Some fundamentals first. Let’s make some obvious statements about how to deal with a difficult conversation:

* don’t accuse the other person
* don’t assume the other person made the mistake – maybe you have the facts wrong
* focus on the problem, not the person

If you begin the conversation by saying ‘help me understand’ you immediately begin the conversation by listening. You avoid the problem of blaming. And you make it clear that you generally want to understand what is going on. An example will help….

Let’s say you are dealing with a student who is disrupting class. Your immediate reaction is ‘How could you have done this for the 3rd time!”. The the student stares back in silence. As an alternative, let’s say you start the conversation instead with “Help me understand what’s going on back there – I hear more talking than I’d like.” The student might then reply that he was having trouble hearing and was asking another student for help. You avoided blaming. Or, the student might reply that he was sorry – your approach allowed him to hear what you were saying, and not that you were being harsh.

The use of the 3 Magic Words change the direction of the conversation. They prepare you to listen and help you to not assume. They also make it safer for the other party to admit failure. All good stuff. And this promotes better learning. They assure that you focus on improving the situation, and not in staking your claim to being right.

This has application to relationships, management, and of course, teaching. As teachers it is important to use the 3 Magic Words for example, when a student disappoints. If a student surprises you by not paying attention for example, start by showing the empathy that comes from them. See if that improves your listening, and the respect you get from your students.


About the author -


Funderstanding is a resource for teachers, parents, and students to stay up to date on education-related issues.

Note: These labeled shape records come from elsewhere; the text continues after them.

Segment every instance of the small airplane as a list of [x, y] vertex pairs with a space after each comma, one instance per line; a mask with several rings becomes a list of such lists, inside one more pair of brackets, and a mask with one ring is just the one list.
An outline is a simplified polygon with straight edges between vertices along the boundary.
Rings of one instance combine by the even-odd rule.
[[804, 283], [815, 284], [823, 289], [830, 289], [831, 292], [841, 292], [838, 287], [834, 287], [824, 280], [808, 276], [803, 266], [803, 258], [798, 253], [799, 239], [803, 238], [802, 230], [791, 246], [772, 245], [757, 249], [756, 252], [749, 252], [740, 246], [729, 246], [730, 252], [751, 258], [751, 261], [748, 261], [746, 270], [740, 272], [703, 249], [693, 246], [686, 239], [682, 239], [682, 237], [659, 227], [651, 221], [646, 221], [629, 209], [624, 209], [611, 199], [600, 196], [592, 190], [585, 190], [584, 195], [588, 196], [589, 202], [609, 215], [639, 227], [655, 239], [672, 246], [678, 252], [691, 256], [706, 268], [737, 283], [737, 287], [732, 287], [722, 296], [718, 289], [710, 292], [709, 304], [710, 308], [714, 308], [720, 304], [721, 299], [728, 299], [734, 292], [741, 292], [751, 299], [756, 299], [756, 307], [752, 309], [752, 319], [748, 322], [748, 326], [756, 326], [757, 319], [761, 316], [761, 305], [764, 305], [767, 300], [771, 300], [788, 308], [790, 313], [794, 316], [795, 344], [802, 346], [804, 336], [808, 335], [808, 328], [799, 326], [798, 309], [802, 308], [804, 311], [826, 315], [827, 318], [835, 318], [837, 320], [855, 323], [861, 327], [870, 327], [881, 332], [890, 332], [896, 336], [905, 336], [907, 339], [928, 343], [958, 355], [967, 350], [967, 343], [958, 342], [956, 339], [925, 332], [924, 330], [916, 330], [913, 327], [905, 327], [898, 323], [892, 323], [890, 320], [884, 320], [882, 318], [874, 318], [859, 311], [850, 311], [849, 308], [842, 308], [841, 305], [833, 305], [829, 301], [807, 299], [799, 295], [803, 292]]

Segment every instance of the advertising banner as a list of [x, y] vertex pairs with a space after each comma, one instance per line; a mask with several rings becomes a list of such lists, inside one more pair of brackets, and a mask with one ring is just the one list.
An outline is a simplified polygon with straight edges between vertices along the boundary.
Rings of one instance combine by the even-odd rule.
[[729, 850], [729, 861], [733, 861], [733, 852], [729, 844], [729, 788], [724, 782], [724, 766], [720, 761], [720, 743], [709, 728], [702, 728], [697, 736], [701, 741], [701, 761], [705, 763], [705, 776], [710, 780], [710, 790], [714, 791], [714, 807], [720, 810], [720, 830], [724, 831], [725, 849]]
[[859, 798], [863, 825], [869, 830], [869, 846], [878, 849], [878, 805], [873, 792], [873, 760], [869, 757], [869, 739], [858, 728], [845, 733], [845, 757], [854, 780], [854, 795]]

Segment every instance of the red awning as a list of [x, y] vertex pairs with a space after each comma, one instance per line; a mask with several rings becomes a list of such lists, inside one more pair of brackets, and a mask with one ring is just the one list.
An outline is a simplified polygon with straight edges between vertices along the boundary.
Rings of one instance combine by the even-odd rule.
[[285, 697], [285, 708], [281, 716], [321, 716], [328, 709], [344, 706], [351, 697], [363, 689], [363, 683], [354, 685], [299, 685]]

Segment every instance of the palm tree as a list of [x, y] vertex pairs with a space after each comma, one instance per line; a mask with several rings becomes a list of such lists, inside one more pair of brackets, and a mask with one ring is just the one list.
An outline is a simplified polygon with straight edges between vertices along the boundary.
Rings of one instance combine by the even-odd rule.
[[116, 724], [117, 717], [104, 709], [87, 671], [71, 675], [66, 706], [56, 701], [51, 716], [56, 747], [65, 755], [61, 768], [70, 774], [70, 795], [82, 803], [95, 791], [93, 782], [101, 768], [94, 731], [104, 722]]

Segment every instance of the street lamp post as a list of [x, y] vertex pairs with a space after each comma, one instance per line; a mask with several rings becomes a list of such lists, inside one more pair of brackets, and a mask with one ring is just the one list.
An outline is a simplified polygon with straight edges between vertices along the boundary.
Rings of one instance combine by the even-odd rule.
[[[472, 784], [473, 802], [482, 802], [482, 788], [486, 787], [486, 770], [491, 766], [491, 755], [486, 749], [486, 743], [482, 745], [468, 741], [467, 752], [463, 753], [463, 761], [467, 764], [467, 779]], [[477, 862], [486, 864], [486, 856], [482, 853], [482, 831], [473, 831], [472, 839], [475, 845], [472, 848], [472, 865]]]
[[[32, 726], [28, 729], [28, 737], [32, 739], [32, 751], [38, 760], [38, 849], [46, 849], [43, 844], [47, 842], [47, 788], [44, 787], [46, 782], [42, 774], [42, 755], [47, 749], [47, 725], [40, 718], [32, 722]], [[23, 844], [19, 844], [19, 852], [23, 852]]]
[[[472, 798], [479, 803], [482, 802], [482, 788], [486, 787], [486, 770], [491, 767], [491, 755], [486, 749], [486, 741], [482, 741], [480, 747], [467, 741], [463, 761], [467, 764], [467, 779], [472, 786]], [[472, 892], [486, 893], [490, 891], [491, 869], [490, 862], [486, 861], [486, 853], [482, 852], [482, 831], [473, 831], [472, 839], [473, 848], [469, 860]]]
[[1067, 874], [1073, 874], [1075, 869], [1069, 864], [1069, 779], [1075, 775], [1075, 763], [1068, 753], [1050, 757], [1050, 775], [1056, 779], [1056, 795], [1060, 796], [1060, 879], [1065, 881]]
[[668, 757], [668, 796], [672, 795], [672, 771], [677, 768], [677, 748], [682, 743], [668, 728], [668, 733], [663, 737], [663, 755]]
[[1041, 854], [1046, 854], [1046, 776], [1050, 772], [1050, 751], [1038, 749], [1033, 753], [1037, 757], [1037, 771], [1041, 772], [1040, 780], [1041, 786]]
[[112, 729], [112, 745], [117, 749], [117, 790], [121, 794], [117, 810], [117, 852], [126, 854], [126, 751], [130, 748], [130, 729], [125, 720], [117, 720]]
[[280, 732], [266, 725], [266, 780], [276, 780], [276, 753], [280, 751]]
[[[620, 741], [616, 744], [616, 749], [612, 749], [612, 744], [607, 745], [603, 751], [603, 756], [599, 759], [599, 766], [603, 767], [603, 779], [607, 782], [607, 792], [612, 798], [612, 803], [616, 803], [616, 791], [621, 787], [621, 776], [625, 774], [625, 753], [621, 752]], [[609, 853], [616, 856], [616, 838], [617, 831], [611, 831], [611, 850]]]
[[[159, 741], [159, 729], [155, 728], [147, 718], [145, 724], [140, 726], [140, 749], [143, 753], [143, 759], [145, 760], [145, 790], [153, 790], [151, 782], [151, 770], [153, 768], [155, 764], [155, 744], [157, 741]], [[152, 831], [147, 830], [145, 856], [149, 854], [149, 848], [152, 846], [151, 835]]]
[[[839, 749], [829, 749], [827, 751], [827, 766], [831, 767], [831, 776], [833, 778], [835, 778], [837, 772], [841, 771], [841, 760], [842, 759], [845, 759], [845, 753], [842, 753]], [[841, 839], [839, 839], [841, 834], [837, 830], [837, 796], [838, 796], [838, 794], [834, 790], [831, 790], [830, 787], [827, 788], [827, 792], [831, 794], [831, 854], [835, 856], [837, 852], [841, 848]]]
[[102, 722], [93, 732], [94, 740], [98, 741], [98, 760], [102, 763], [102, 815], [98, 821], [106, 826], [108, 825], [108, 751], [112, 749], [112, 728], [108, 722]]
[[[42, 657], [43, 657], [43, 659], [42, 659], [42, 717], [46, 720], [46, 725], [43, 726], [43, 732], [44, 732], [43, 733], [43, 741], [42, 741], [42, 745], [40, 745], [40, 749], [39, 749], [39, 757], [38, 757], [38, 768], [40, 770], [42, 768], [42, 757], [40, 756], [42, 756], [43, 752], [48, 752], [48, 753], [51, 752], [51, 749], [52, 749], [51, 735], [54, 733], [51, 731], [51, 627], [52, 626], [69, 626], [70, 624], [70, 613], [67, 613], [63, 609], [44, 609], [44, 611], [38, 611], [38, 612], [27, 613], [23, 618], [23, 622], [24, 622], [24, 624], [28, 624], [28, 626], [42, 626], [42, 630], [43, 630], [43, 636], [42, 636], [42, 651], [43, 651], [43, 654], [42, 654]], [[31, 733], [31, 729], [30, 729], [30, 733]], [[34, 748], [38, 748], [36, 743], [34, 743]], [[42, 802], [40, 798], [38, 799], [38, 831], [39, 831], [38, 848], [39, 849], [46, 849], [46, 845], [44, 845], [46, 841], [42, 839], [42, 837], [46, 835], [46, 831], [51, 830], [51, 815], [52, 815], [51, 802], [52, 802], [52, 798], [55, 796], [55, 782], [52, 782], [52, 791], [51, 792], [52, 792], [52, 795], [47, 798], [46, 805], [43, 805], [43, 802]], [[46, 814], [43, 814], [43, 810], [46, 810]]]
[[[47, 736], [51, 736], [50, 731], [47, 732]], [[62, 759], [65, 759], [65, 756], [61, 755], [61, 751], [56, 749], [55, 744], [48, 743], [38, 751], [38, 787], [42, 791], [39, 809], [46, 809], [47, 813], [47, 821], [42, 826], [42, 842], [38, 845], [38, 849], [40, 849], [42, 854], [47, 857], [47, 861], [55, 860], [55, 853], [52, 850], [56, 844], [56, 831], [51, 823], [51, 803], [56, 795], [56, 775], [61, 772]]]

The company focuses on innovative and progressive approaches to inspire learning in classrooms as well as homes.

7 Responses to Emotional Intelligence and the 3 Magic Words

  1. mauricio aldana says:

    Hello. First of all, I would like to thank all the staff at FUNDERSTANDING for putting together such an excellent web site. On the other hand, I think Emotional Intelligence is a key element for both learning and teaching. I am a teacher and a lifelong learner who has been able to incorporate different techniques (NLP, Maslow, CALL, Goleman and the like)in order to enhance the quality of my every doing. From experience, I can claim that the most important factor that influences the way you think is the emotional one. If we learn how to perceive the infosphere with new eyes (metaprogramming), a sea of opportunities suddenly shows up.

    • Leia Woods says:

      I would have loved for teachers to understand students more. When I was in school I had the feeling that most teachers couldn’t stand the sight of their students. I wasn’t a “trouble maker” aka a Bart Simpson type and I got ignored.

  2. jose villalobos says:

    totally agree.

    I do this in my class. I approach the situation in such a way that students feel safe when caught doing wrong.

    I give them a chance to
    1. realize what is wrong about their behavior and
    2. correct it.

  3. schoo says:

    Hi I like that! Can I also suggest a helpline where teachers who have challenges can seek help from? From Cambodia, a developing country where access to resources are v. limited

  4. Constance says:

    I can understand how an employee might apply this same technique in the business world as well. whould this same approach work though in an interaction/discussion/performance assessment if used by an employee to his boss in an annual evalution meeting? In otherwords if an employee asked his boss “will you help me to understand…?”

  5. SMonroe says:

    Choice words!!! I notice so much violence in the community aimed at our children. They really do need a loving ear coming their way. I plan to use this strategy more often to promote a safe environment.